Last Survivors (formerly titled SHTF) is a 2021 American thriller film directed by Drew Mylrea in his feature directorial debut and starring Drew Van Acker, Alicia Silverstone and Stephen Moyer. It takes place in a post-apocalyptic world where for the past twenty years Troy (Stephen Moyer) has raised his now grown son, Jake (Drew Van Acker), in isolation in the woods miles away from any remnants of civilization.

==Plot==
Troy and his son Jake have been living off the grid for over twenty years in the wake of an apocalyptic event that destroyed much of civilization and left the survivors desperate.
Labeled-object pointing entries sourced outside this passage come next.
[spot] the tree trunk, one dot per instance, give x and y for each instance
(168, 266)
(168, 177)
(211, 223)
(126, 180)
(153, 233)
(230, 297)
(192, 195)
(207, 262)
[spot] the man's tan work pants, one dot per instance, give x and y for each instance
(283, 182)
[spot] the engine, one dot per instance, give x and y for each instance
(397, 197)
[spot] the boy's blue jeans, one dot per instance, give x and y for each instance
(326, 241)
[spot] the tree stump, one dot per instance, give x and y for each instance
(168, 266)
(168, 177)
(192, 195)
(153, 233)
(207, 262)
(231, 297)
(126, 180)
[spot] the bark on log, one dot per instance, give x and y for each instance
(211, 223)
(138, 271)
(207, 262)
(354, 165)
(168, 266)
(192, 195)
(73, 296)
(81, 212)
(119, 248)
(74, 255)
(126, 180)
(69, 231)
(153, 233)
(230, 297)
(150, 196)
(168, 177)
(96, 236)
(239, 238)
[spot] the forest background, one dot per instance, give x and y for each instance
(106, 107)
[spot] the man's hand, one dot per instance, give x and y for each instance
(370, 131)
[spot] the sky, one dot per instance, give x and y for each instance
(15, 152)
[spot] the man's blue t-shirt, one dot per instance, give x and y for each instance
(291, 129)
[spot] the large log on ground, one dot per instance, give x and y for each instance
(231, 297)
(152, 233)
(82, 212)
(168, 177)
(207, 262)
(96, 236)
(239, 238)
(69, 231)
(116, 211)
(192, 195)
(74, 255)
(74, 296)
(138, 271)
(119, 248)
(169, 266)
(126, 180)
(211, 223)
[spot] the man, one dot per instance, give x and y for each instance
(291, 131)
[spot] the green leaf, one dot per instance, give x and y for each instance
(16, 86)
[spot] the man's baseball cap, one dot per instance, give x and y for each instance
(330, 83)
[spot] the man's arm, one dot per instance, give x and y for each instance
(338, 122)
Troy has constantly drilled Jake on the necessity of assuming any outsider is a clear and immediate danger that must be eliminated; he kills and buries anyone who happens upon them. One day an outsider shoots Troy, and Jake must leave to bring back antibiotics. He sees a woman working outside a house, but can't bring himself to kill her as his father instructed he do with anyone he encountered. He sneaks into her house to find antibiotics and steroids and returns home.

Jake hides some food to make his father think they have less than they do so he has an excuse to go hunting, and he returns to the woman's home and confronts her; she tells him her name is Henrietta. As they talk it becomes obvious to the viewer that there has been no generalized apocalyptic event.

Troy becomes suspicious of Jake, and Jake starts to doubt Troy's accounts of the state of the outside world.

==Cast==
- Drew Van Acker as Jake
- Alicia Silverstone as Henrietta
- Stephen Moyer as Troy

==Production==
Principal photography occurred in Butte, Montana and wrapped in January 2021.

==Reception==

Martin Unsworth of Starburst awarded the film 3/5 stars writing that "Last Survivors treads the well-worn path of post-apocalyptic films but manages to keep things engaging." Angie Han of The Hollywood Reporter gave the film a negative review and wrote, "it’s clearly a film with a lot on its mind (...) but its reticence keeps it from exploring the more challenging, and possibly more rewarding, paths laid out before it."

Tara McNamara of Common Sense Media rated it 4/5 star writing that "this indie isn't going to change lives, but for evening of entertainment, it'll certainly give your family something to talk about."